Indian Farmers vow to continue fight against black laws

DM Monitoring

Ghaziabad: Farmers protesting the contentious new farm laws are ready to talk if the Centre invites them, Bharatiya Kisan Union (BKU) leader Rakesh Tikait said, maintaining that the dialogue would resume where it had ended on January 22 and the demands remain unchanged.
He said for the talks to resume, the government should invite the Samyukta Kisan Morcha (SKM), an umbrella body representing the protesters who are camping at the three border points of Delhi at Singhu, Tikri and Ghazipur since November 2020.
The talks with the government would resume from the same point where it had ended on January 22. The demands are also the same – all three ‘black’ farm laws should be repealed, a new law made to ensure MSP (minimum support price) for crops, Tikait was quoted as saying in a statement issued by BKU media in-charge Dharmendra Malik.
The BKU national spokesperson’s remarks came in response to Haryana home minister Anil Vij urging Union agriculture minister Narendra Singh Tomar to resume talks with protesting farmers amid the coronavirus scare looming large. Maintaining that a surge in the coronavirus cases is being seen across the country and the situation is turning bad in Haryana too, Vij said he is worried about the farmers protesting on the state borders with Delhi.
The protesters and the government last had a formal dialogue over the contentious issue on January 22 but the impasse continued. On January 26, the protesters had carried out a ‘tractor parade’ in Delhi which had escalated into violence involving farmers and the police in the national capital.

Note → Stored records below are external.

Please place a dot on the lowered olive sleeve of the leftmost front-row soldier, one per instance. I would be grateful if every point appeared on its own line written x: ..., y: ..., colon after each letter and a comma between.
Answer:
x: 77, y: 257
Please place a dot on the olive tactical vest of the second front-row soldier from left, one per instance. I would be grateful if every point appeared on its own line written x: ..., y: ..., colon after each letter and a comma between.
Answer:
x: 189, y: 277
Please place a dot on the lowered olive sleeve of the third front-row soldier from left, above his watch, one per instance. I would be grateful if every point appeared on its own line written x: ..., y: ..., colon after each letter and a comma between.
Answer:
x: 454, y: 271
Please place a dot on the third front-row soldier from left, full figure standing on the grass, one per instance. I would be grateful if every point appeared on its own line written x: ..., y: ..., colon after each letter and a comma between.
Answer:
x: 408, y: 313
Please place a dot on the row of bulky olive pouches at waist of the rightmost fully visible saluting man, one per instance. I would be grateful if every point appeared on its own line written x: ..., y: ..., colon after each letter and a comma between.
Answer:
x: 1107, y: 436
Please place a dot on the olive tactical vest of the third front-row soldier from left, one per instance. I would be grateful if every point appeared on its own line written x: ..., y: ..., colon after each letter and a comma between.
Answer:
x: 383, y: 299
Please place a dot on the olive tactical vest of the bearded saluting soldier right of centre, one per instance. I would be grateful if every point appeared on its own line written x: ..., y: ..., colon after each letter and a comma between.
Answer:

Earlier, Protesting farmers on Tuesday blocked a BJP MP’s car, smashing its windscreen as he tried to leave a party worker’s home, police said.

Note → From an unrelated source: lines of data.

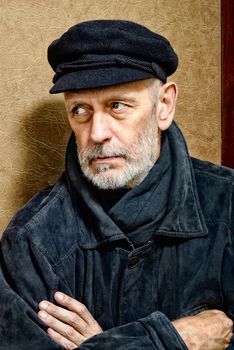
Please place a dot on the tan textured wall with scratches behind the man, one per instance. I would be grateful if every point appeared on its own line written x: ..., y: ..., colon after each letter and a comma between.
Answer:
x: 33, y: 126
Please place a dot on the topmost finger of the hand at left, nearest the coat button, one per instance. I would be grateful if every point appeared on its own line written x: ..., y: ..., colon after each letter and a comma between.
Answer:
x: 74, y: 305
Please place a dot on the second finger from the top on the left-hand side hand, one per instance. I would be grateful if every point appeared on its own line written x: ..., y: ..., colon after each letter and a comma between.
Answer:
x: 66, y: 316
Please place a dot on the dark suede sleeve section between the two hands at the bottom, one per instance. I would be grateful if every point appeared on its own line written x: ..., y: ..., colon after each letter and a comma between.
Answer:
x: 154, y: 332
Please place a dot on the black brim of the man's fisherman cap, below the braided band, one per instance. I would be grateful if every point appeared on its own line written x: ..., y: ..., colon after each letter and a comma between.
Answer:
x: 97, y: 78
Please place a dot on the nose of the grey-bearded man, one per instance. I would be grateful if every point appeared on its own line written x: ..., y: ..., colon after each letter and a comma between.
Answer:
x: 101, y: 130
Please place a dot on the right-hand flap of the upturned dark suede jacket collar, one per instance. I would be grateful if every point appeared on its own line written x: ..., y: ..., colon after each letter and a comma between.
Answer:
x: 184, y: 217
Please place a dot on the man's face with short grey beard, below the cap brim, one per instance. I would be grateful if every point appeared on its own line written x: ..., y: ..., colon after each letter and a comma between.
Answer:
x: 116, y: 132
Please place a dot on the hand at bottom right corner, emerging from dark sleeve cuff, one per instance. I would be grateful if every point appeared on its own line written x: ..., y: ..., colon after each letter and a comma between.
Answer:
x: 209, y: 330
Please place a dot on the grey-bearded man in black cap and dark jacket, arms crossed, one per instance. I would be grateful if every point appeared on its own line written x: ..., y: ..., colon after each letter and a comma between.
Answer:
x: 132, y: 248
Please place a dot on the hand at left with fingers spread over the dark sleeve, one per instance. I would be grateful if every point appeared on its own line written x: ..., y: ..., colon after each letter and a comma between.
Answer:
x: 69, y: 325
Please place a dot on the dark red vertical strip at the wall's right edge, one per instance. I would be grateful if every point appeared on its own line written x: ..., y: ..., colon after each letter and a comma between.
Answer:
x: 227, y: 14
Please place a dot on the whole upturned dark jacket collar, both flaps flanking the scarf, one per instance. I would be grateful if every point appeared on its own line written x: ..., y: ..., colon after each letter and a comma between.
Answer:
x: 182, y: 218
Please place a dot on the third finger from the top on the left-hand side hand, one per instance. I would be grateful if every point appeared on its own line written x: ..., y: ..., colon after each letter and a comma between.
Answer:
x: 63, y: 329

Kurukshetra MP Nayab Singh Saini was at Shahbad Markanda, 20 kms from here. In two separate incidents, groups of farmers raised slogans against Women and Child Development Minister Kamlesh Dhanda in Kaithal district and state BJP chief O.P. Dhankar shortly before he was to arrive for a party event in Panipat.

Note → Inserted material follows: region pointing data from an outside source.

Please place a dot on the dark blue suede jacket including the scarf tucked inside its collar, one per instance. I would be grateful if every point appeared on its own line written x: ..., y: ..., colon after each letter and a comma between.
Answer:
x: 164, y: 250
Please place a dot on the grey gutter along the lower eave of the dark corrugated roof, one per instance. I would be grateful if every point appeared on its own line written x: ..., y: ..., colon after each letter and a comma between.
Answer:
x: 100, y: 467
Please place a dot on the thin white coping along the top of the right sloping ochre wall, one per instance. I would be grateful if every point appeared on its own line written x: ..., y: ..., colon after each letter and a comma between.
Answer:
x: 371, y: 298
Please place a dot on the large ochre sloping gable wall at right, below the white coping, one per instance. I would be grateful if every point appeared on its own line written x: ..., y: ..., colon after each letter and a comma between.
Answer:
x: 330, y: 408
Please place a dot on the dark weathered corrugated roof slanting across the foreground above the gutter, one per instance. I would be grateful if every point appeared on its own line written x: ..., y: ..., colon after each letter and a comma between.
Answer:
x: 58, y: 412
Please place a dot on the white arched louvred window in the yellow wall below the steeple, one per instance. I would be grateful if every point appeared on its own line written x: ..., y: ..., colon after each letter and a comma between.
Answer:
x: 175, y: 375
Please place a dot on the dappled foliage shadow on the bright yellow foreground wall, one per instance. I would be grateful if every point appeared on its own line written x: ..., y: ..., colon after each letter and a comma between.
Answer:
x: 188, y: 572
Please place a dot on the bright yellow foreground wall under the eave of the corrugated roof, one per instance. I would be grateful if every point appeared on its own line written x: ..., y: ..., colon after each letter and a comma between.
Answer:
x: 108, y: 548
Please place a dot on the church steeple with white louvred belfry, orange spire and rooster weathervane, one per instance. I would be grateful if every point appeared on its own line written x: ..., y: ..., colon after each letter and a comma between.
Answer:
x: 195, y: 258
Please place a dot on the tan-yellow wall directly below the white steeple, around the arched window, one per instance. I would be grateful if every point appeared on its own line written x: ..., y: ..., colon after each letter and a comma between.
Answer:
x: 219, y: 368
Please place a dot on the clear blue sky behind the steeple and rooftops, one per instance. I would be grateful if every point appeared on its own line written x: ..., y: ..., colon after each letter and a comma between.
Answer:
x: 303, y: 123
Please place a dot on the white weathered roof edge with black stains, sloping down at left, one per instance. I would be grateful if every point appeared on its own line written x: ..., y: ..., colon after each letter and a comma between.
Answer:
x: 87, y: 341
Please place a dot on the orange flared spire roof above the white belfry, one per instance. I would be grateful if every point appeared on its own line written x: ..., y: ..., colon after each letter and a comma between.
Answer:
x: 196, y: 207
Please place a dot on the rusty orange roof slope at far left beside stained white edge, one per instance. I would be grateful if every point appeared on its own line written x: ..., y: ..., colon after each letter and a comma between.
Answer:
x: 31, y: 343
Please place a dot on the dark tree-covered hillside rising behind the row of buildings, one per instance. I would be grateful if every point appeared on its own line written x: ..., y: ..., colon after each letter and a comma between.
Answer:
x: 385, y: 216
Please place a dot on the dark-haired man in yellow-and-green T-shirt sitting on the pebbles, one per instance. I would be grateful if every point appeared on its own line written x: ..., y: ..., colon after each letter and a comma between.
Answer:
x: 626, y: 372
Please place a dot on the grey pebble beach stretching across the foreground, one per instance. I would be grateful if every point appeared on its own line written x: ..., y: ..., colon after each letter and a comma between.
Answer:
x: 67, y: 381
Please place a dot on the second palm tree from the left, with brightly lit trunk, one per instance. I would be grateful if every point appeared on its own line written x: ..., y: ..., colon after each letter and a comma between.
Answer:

Chief Minister Manohar Lal Khattar described the attack on Saini as “murderous” and added that while it is the democratic right of farmers to hold a protest, violence will not be tolerated.
Farmers protesting over the three contentious farm laws were sitting on a ‘dharna’ in front of Jannayak Janta Party MLA Ram Karan Kala’s home when they learnt that Saini had reached a BJP worker’s home in nearby Majri mohalla. They then gathered outside the BJP worker’s home while Saini had tea inside, police said.
According to Saini, when he sat in the vehicle and tried to leave the place, over 50 protesters ‘gheraoed’ it. A few of them jumped over the vehicle’s bonnet while someone smashed the windscreen with a stone or a lathi. He said it was with great difficulty that the police got him out of the area in the SUV.
The MP said those who indulge in acts of violence against elected representatives cannot be farmers. Such people are defaming farmers, he added. Police were deployed in large numbers in the area after the incident. Kurukshetra Superintendent of Police Himanshu Garg said police are investigating the matter and would file a case against those found responsible for the violence.